取材に訪れた日は7種類のビールが提供されていて、うち5種類がオリジナルだった。「フロックメンバーズ」はアルコール度数5.3%で、前号(本誌第47号)でも特集したイタリアンピルスナー。ドイツ産のディアマントホップでドライホップされたこのビールには濁りがあり、上品で華やかな香りが立っている。すっきりとしていながら、果実味と、ほどよい苦味が口に広がり、洗練された味わい。空気が澄んでいる秋晴れの日には格好のビールだ。ウエストコーストIPAの「ゴールドフィンチ」(6.5%)は、このスタイルにしては苦味がひかえめで飲みやすい。南国の果実のような芳香、ピリっとした酸味とうま味、そして余韻には心地よいほろ苦さが残る、バランスの取れたビールだ。この日、筆者の一番のお気に入りとなったのは、サワーIPAの「ポストサワリズム」(6%)。ブラックベリーとカシスが使用されており、ワインのような鮮麗な赤紫色が目を引く。ひとたび鼻を近づけると、みずみずしいベリーの芳醇な香りが筆者を圧倒した。これもうアロマテラピーの領域。味は辛口で、ふくよかなベリー系の果実が感じられる。香りから想像するような甘ったるさがなく、酸味も強すぎないのでとても飲みやすい。そしてほのかに残るホップの苦味がIPAらしさを添えていて、全体をうまくまとめている印象を受ける。どのビールもとても美味しく、勢いよく口にどんどん飛び込んでくるので困っていると(全然困ってない)、タップの壁面でくつろぐサンショクサギが、筆者が千鳥足にならぬよう戒めの目線を送ってくるように感じた。ありがとう、サンショクサギ。いい仕事をしている。

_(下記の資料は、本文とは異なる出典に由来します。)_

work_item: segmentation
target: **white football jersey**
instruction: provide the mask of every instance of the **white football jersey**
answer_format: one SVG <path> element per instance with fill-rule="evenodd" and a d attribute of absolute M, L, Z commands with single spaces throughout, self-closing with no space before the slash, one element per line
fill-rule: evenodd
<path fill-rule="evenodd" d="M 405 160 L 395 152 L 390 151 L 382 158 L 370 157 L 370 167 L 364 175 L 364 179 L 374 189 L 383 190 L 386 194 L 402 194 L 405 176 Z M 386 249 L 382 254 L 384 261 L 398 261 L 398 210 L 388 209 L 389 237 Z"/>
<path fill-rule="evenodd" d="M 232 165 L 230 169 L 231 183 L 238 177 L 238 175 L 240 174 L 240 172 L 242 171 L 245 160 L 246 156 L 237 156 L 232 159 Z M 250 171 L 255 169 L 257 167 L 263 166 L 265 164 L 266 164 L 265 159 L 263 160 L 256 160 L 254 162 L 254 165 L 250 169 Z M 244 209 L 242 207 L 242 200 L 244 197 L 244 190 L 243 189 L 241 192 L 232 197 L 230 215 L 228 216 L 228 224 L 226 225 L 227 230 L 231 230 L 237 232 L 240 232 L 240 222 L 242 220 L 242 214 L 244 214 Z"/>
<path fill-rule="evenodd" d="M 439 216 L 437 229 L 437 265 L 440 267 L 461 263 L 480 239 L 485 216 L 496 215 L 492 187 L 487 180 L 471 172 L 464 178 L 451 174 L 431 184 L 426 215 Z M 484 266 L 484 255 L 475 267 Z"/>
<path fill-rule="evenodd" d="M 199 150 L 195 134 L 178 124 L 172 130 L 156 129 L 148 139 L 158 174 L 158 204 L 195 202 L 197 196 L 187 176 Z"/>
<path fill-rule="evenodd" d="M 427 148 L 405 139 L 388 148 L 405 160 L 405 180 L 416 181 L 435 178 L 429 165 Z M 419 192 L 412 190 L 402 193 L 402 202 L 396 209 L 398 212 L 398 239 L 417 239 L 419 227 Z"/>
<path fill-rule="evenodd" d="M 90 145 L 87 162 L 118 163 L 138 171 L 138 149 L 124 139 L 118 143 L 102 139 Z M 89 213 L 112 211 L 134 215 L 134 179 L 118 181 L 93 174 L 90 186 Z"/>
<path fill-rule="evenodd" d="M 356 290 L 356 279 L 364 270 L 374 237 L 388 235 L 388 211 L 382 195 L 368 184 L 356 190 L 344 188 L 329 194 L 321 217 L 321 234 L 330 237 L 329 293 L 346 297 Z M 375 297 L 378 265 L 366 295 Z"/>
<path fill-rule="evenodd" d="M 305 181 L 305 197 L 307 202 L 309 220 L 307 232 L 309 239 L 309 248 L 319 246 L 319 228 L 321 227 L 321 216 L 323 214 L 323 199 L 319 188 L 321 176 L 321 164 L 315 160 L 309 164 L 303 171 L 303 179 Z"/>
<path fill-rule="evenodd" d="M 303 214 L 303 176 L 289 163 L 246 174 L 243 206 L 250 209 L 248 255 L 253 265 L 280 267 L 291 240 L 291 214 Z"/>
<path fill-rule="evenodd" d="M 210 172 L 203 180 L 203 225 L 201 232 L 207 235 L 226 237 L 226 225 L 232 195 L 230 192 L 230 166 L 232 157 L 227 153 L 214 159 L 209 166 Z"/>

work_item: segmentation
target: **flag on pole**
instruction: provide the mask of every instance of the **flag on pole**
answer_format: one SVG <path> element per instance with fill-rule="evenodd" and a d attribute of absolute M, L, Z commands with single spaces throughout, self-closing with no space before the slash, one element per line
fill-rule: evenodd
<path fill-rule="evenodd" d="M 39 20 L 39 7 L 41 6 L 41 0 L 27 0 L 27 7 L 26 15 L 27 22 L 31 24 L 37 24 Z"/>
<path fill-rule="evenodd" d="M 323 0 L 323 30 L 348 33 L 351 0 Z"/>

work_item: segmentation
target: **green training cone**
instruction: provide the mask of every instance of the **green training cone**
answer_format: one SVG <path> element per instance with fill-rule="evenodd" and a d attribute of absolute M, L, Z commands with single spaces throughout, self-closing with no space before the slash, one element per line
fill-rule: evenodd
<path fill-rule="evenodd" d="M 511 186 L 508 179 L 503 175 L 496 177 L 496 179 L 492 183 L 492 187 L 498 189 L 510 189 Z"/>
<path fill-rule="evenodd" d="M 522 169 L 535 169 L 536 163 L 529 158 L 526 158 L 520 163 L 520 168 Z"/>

インクホーンの将来については、「まったく考えていないです(笑)。一日一日のことでいっぱいいっぱい。でも、もし事業展開するなら海外、とくにアジア地域で2店舗目をつくりたいと考えています」と、中出は正直に答えてくれた。余裕が出てきたら、インターナショナルスクール時代に奉仕活動の一環で英語を教えていたという、カンボジアの子どもたちを支援していきたいと考えているそうだ。

人生の伴侶と仲間たちに支えられ、ペンを握る中出はこれからどんな物語を紡ぎ出してくれるのだろう。今後の作品への期待に胸を躍らせながら、都会の楽園をあとにした。